Berufsbild: Was ein Integrationscoach macht

Integrationscoaches arbeiten in vielen Bereichen der Bildungs- und Sozialarbeit – an Schulen und anderen Bildungseinrichtungen, bei Behörden, in Sozialberatungsstellen, kulturellen Einrichtungen oder Unterkünften für Geflüchtete. Im Mittelpunkt steht die Vermittlung passender Arbeit unter Berücksichtigung kultureller Unterschiede und der rechtlichen Rahmenbedingungen. Die Coaches ermitteln die Stärken und Interessen der Ratsuchenden und suchen gemeinsam mit ihnen geeignete Einsatzstellen.

Integrationscoach ist keine staatlich geschützte Berufsbezeichnung. Es handelt sich um eine Weiterbildung ohne einheitliche gesetzliche Regelung; die Zertifikate stellen die jeweiligen Bildungsanbieter aus. Wer den Beruf ausüben möchte, sollte daher genau auf Inhalte, Umfang und Aussagekraft des jeweiligen Kurses achten.

Weiterbildung zum Integrationscoach

Die Weiterbildung wird in verschiedenen Formen angeboten. Je nach Anbieter dauert sie wenige Tage oder mehrere Monate und findet in Präsenz, online oder als Mischung aus beidem (hybrides Lernen) statt.

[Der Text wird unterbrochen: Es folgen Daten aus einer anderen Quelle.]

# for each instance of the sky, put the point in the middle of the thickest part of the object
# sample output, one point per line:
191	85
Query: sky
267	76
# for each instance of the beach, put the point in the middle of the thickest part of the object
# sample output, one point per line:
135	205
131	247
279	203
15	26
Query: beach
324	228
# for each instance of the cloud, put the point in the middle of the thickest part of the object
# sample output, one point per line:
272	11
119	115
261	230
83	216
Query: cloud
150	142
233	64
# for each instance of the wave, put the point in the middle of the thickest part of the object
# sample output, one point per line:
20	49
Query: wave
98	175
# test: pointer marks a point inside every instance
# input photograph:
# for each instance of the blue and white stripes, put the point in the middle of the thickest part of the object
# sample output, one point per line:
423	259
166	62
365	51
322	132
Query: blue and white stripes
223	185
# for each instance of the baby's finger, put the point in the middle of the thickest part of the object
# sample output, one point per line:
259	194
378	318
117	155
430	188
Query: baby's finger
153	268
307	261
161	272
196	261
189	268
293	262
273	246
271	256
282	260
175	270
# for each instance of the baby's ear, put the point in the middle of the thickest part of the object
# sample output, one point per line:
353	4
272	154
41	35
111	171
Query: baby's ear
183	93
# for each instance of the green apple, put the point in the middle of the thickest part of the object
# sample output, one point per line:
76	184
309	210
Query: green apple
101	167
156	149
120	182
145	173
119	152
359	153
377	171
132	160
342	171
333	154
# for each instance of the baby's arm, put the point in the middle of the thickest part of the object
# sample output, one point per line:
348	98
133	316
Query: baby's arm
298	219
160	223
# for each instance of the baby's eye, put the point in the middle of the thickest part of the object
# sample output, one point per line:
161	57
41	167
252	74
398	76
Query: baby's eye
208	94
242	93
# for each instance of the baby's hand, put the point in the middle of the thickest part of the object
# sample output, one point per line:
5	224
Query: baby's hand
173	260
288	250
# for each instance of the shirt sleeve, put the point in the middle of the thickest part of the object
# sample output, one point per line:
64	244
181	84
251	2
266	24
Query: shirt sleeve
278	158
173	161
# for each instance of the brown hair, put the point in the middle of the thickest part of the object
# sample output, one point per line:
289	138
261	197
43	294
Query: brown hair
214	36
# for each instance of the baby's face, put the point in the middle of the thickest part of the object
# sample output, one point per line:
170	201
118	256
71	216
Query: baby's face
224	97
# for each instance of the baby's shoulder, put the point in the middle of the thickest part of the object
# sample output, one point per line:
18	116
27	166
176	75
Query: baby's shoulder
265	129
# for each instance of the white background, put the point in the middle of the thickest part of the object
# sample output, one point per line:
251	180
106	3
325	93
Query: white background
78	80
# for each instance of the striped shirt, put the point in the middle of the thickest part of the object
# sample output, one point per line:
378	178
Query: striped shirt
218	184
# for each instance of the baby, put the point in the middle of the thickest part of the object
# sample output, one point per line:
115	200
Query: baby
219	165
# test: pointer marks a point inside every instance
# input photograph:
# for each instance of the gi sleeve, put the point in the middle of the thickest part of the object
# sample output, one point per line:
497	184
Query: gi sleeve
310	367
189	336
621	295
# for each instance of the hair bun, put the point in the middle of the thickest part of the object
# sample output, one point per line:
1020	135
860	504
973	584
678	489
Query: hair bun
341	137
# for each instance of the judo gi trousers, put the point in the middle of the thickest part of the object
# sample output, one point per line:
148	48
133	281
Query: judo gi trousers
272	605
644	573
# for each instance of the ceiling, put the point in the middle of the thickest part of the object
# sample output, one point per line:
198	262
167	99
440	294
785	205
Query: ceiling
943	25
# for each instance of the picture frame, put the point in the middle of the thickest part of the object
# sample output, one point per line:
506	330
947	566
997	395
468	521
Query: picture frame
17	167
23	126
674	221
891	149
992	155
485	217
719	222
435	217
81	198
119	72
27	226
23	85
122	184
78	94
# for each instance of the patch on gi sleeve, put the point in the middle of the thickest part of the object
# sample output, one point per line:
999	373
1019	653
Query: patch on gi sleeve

Schaubild: Integrationscoach

Voraussetzungen und Ablauf

Die Zugangsvoraussetzungen unterscheiden sich je nach Anbieter. Manche Kurse stehen allen Interessierten offen, andere setzen eine abgeschlossene Erstausbildung und mehrjährige Berufserfahrung in Bildung, Sozialberatung oder kultureller Bildung voraus. Häufig empfohlen wird ein pädagogischer, sozialwissenschaftlicher oder juristischer Hintergrund. In mehreren Abschnitten erwerben die Teilnehmenden die nötigen Kompetenzen.

Typische Inhalte sind:

  • die rechtlichen Rahmenbedingungen für den Zugang zum Arbeitsmarkt für zugewanderte Menschen und die daran geknüpften aufenthaltsrechtlichen Bedingungen;
  • die Anerkennung im Ausland erworbener Abschlüsse und Kenntnisse. Häufig geht es um Qualifikationen aus Ländern außerhalb der EU. Behandelt werden der Ablauf des Anerkennungsverfahrens, die damit verbundenen Kosten und mögliche Wege der Kostenübernahme;
  • die Erarbeitung eines Kompetenzprofils bei beruflicher Neuorientierung samt Methoden und Verfahren für die Arbeit mit den Ratsuchenden;
  • der Umgang mit besonderen Belastungen, etwa traumatischen Erfahrungen aus dem Herkunftsland. Die Teilnehmenden lernen pädagogische Grundlagen und erfahren, an welche Stellen sie bei Bedarf weitervermitteln können;
  • interkulturelle Kompetenzen sowie der Umgang mit besonderen Einschränkungen, die für die Ausübung des Berufs zentral sind.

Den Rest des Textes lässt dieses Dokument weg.